12. US Government Rights. The Software is commercial computer software, as such term is defined in 48 C.F.R. §2.101. Accordingly, if the Licensee is the US Government or any contractor therefor, Licensee shall receive only those rights with respect to the Software and Documentation as are granted to all other end users under license, in accordance with (a) 48 C.F.R. §227.7201 through 48 C.F.R. §227.7204, with respect to the Department of Defense and their contractors, or (b) 48 C.F.R. §12.212, with respect to all other US Government licensees and their contractors.
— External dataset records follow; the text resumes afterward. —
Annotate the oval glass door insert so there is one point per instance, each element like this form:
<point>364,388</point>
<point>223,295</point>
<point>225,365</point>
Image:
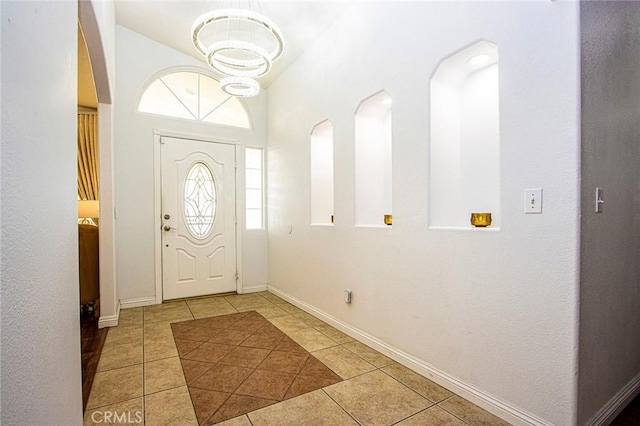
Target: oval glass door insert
<point>199,200</point>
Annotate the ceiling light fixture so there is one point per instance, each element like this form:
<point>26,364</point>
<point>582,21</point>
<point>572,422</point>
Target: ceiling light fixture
<point>238,43</point>
<point>479,59</point>
<point>243,87</point>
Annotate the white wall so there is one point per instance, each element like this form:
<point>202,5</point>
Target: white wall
<point>40,366</point>
<point>495,310</point>
<point>610,241</point>
<point>138,60</point>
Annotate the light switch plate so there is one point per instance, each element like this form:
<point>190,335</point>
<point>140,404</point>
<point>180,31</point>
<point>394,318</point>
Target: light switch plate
<point>533,200</point>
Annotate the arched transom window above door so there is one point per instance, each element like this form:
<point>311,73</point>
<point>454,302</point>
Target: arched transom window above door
<point>194,96</point>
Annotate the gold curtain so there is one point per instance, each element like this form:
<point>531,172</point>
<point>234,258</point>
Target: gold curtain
<point>87,156</point>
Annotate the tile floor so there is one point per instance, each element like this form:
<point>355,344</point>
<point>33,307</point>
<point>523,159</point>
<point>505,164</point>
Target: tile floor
<point>140,377</point>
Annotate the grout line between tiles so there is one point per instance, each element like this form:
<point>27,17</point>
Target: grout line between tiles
<point>341,407</point>
<point>447,411</point>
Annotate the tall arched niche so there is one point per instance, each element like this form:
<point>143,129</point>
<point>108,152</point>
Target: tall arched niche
<point>465,138</point>
<point>373,174</point>
<point>321,174</point>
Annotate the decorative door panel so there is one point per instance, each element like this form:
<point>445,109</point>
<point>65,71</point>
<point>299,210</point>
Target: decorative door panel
<point>198,218</point>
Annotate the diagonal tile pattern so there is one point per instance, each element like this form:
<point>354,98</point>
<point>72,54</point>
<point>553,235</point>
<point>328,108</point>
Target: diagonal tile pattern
<point>254,360</point>
<point>240,362</point>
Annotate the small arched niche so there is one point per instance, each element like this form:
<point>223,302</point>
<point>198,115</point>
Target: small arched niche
<point>373,174</point>
<point>465,137</point>
<point>321,174</point>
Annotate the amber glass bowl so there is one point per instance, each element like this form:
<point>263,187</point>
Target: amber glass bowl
<point>481,220</point>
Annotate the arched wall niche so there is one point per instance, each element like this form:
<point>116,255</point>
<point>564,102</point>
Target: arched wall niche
<point>321,174</point>
<point>465,138</point>
<point>373,165</point>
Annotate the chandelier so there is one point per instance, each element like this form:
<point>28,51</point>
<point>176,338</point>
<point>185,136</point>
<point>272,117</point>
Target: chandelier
<point>240,45</point>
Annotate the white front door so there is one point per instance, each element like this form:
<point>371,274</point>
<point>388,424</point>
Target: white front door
<point>198,218</point>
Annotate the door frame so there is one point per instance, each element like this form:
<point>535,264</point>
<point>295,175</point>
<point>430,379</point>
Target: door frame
<point>157,210</point>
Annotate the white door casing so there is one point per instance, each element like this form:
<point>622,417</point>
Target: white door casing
<point>198,218</point>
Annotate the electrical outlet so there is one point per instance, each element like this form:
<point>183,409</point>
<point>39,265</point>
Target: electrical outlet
<point>533,200</point>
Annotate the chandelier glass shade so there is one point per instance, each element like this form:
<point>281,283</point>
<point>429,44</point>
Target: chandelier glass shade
<point>243,87</point>
<point>238,43</point>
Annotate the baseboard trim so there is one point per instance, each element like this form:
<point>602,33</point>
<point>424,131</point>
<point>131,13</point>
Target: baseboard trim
<point>109,320</point>
<point>254,289</point>
<point>138,302</point>
<point>611,409</point>
<point>496,406</point>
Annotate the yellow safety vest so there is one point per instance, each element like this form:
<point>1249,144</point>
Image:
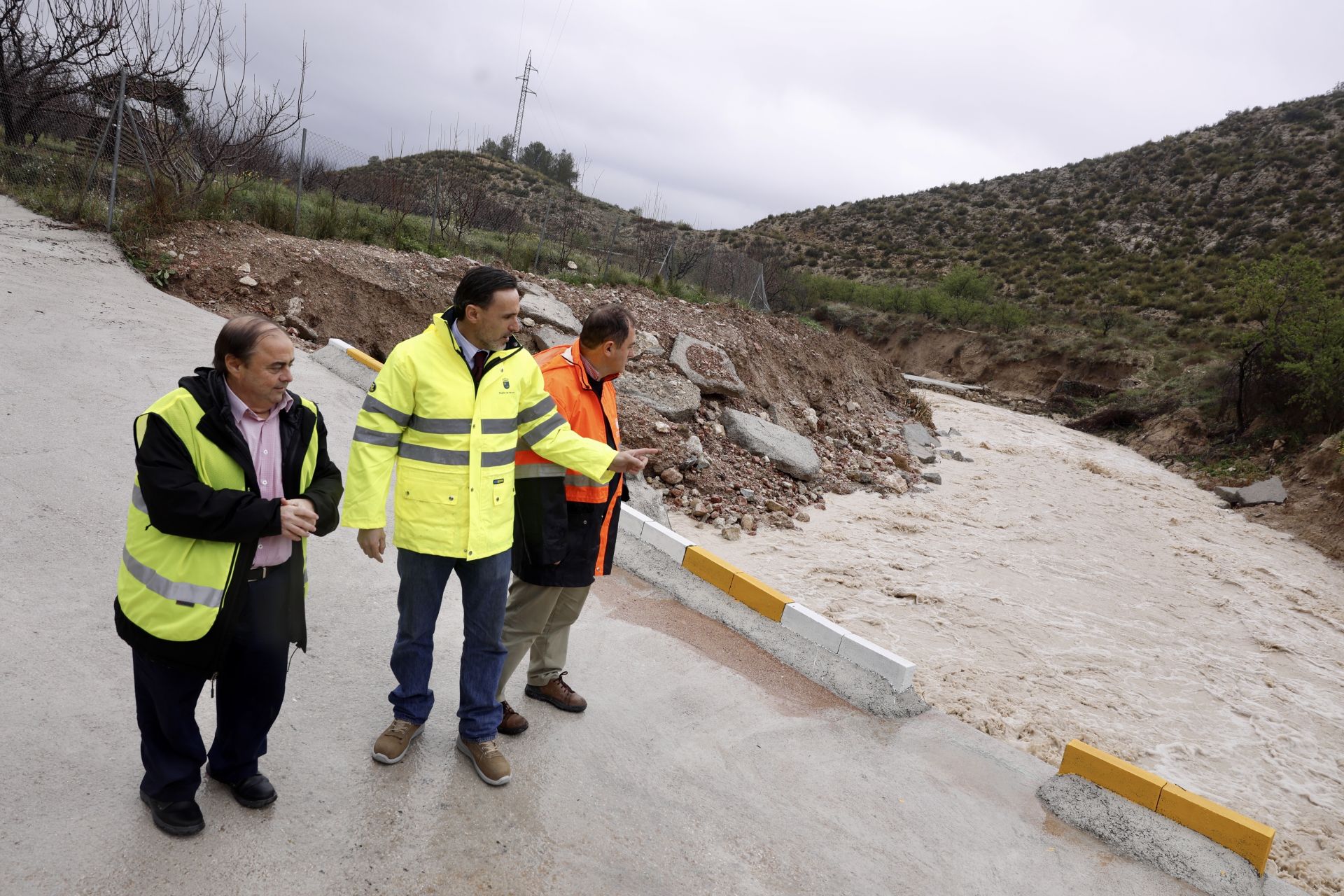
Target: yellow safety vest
<point>454,445</point>
<point>174,587</point>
(a) This Agreement is governed by and construed in accordance with the internal laws of the State of Alabama without giving effect to any choice or conflict of law provision or rule that would require or permit the application of the laws of any jurisdiction other than those of the State of Alabama. Any legal suit, action or proceeding arising out of or related to this Agreement or the licenses granted hereunder shall be instituted exclusively in the federal courts of the United States or the courts of the State of Alabama in each case located in the city of Birmingham and County of Jefferson, and each party irrevocably submits to the exclusive jurisdiction of such courts in any such suit, action or proceeding. Service of process, summons, notice or other document by mail to such party’s address set forth herein shall be effective service of process for any suit, action or other proceeding brought in any such court.
(b) Licensor will not be responsible or liable to Licensee, or deemed in default or breach hereunder by reason of any failure or delay in the performance of its obligations hereunder where such failure or delay is due to strikes, labor disputes, civil disturbances, riot, rebellion, invasion, epidemic, hostilities, war, terrorist attack, embargo, natural disaster, acts of God, flood, fire, sabotage, fluctuations or non-availability of electrical power, heat, light, air conditioning or Licensee equipment, loss and destruction of property or any other circumstances or causes beyond Licensor’s reasonable control.
(c) This Agreement, together with the Quote, and all other documents that are incorporated by reference herein, constitutes the sole and entire agreement between Licensee and Licensor with respect to the subject matter contained herein, and supersedes all prior and contemporaneous understandings, agreements, representations and warranties, both written and oral, with respect to such subject matter.
(d) Licensee shall not assign or otherwise transfer any of its rights, or delegate or otherwise transfer any of its obligations or performance, under this Agreement, in each case whether voluntarily, involuntarily, by operation of law or otherwise, without Licensor’s prior written consent, which consent Licensor may give or withhold in its sole discretion.
(e) This Agreement is for the sole benefit of the parties hereto and their respective successors and permitted assigns and nothing herein, express or implied, is intended to or shall confer on any other Person any legal or equitable right, benefit or remedy of any nature whatsoever under or by reason of this Agreement.
(f) This Agreement may only be amended, modified or supplemented by an agreement in writing signed by each party hereto. No waiver by any party of any of the provisions hereof shall be effective unless explicitly set forth in writing and signed by the party so waiving. Except as otherwise set forth in this Agreement, no failure to exercise, or delay in exercising, any right, remedy, power or privilege arising from this Agreement shall operate or be construed as a waiver thereof; nor shall any single or partial exercise of any right, remedy, power or privilege hereunder preclude any other or further exercise thereof or the exercise of any other right, remedy, power or privilege.
(g) If any term or provision of this Agreement is invalid, illegal or unenforceable in any jurisdiction, such invalidity, illegality or unenforceability shall not affect any other term or provision of this Agreement or invalidate or render unenforceable such term or provision in any other jurisdiction.
(h) The headings in this Agreement are for reference only and do not affect the interpretation of this Agreement.